Marcus Haglind-Sangré

Personal information
- Full name: Gustav Marcus Haglind-Sangré
- Date of birth: 4 February 1995 (age 31)
- Place of birth: Linköping, Sweden
- Height: 1.90 m (6 ft 3 in)
- Position: Defender

Team information
- Current team: Wisła Płock
- Number: 4

Youth career
- Linköpings
- 2010: BK Derby
- 2012–2013: Malmö

Senior career*
- Years: Team / Apps / (Gls)
- 2011: FK Linköping / 18 / (3)
- 2014–2015: Motala / 41 / (2)
- 2016: Oddevold / 23 / (3)
- 2017–2020: Akropolis / 108 / (7)
- 2021–2023: Örgryte / 87 / (6)
- 2024–: Wisła Płock / 82 / (4)

International career
- 2011–2012: Sweden U17 / 13 / (1)
- 2013: Sweden U19 / 7 / (0)

= Marcus Haglind-Sangré =

Swedish footballer (born 1995)

Gustav Marcus Haglind-Sangré (born 4 February 1995) is a Swedish professional footballer who plays as a defender for Polish club Wisła Płock.

==Club career==
He started his childhood career in Linköpings. He played for BK Derby when being selected for the Swedish under-15 team in 2010. He subsequently featured for the youth national team in 2011, 2012 and 2023.

In 2011 he played 18 league matches and 2 cup matches for Division Three—fifth tier—team Linköping. After being on trial at the Liverpool's academy, he was offered contracts by clubs including Malmö and Åtvidaberg, opting for the former. He played as a central midfielder at the time, and was envisioned advancement from U19 to U21 within the contract span, with additional prospects of reaching the senior team in 2015. In 2014 he left Malmö and continued his senior career at Motala AIF on the third tier.

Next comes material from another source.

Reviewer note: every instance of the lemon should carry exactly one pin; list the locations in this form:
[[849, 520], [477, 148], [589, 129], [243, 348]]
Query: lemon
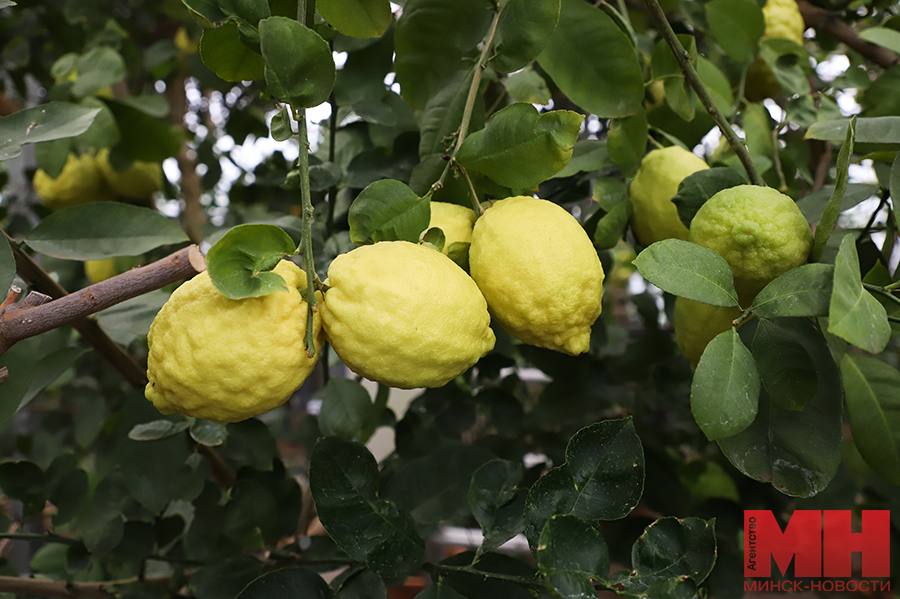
[[454, 220], [80, 182], [759, 231], [539, 272], [696, 324], [140, 181], [404, 315], [227, 360], [655, 217]]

With subsequent spells in Oddevold and Akropolis, Haglind-Sangré made his Superettan debut in the 2020 opener against Dalkurd. He featured in all 30 league games that season. Now a central defender, he was recruited by Örgryte in 2021. After ÖIS narrowly avoided relegation from both the 2022 and 2023 Superettan, Haglind-Sangré moved on to Wisła Płock in January 2024.

==Personal life==
Haglind-Sangré is a keen hiker. He has previously worked with former Olympic pole vaulter Alhaji Jeng, who served as an advisor providing Haglind-Sangré with physical and mental coaching.